Skew monoidal structures on actegories
Pavla Procházková
Masaryk University
Abstract:
Skew monoidal categories are a generalisation of monoidal categories, where we
omit the requirement for invertibility of constraint morphisms and fix a
certain combination of orientations of those. An early example of this
structure was described by Altenkirch Chapman and Uustalu in 2010 in the paper
Monads Need Not Be Endofunctors. The name skew monoidal category was introduced
in 2012 by Szlachányi, who studied structures induced by bialgebroids.
In my Master’s thesis, I have been studying how monoidal actions of
categories, where we have the existence of a certain adjoint functor, induce a
skew monoidal structure on the actegory (i. e. that acted-upon category). A
large class of examples of skew monoidal categories can be described in this
way, including the example of Altenkirch, Chapman and Uustalu and examples
involving bialgebras, which are special cases of Szalchányi’s motivating
bialgebroid examples.
In this talk, I want to explore some properties of skew monoidal categories
induced by this construction.
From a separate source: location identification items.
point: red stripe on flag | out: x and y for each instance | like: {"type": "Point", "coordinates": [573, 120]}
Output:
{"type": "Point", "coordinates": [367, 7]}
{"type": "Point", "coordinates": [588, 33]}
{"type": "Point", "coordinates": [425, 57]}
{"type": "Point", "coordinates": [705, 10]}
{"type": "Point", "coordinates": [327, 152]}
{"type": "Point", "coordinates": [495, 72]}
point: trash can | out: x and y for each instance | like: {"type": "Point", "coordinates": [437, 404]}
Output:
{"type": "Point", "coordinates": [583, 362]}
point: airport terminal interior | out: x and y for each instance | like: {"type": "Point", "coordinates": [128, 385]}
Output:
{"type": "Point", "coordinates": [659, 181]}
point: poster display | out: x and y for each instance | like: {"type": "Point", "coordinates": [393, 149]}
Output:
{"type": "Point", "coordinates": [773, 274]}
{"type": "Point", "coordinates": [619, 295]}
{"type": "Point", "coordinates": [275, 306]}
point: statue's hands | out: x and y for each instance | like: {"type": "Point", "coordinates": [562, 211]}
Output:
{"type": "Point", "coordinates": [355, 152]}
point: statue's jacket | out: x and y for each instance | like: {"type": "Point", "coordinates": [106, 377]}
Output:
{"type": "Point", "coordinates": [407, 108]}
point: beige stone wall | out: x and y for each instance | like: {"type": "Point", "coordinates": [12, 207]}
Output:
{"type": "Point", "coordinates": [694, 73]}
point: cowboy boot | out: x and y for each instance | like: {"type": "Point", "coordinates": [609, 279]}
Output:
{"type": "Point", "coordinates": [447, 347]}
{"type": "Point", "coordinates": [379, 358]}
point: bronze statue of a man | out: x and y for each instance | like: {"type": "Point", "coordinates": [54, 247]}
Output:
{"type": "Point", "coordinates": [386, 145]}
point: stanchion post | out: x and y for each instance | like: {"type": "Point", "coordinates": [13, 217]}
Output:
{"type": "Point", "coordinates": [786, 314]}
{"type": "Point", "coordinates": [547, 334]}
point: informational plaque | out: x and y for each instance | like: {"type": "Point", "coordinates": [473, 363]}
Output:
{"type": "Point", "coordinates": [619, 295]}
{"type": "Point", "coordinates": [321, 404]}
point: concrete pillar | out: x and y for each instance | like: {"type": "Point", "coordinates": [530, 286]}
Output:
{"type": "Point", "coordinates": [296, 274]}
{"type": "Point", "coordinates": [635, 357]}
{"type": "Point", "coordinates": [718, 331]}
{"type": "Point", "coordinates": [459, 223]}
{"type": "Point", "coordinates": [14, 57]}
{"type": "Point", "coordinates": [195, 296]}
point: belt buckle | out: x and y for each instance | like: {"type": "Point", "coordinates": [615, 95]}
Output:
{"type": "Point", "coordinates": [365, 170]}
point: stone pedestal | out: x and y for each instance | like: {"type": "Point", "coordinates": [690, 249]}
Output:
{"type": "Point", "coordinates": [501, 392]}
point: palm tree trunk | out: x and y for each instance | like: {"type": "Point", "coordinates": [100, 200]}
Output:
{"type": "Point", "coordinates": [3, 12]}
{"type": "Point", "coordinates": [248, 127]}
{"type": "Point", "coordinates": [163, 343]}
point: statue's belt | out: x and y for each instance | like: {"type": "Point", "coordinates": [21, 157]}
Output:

The adjunction involved in the construction can
be shown to be monoidal with respect to the original tensor of the acting
category and the newly defined skew-tensor on the actegory. This observation is
closely related e. g. to the correspondence between relative monads and certain
ordinary monads described by Altenkirch, Chapman, and Uustalu.
I also plan to discuss how braidings on the acting monoidal category induce
braidings on the induced skew monoidal category. In addition, I will touch on
what are some sufficient conditions for the induced structures to be
closed.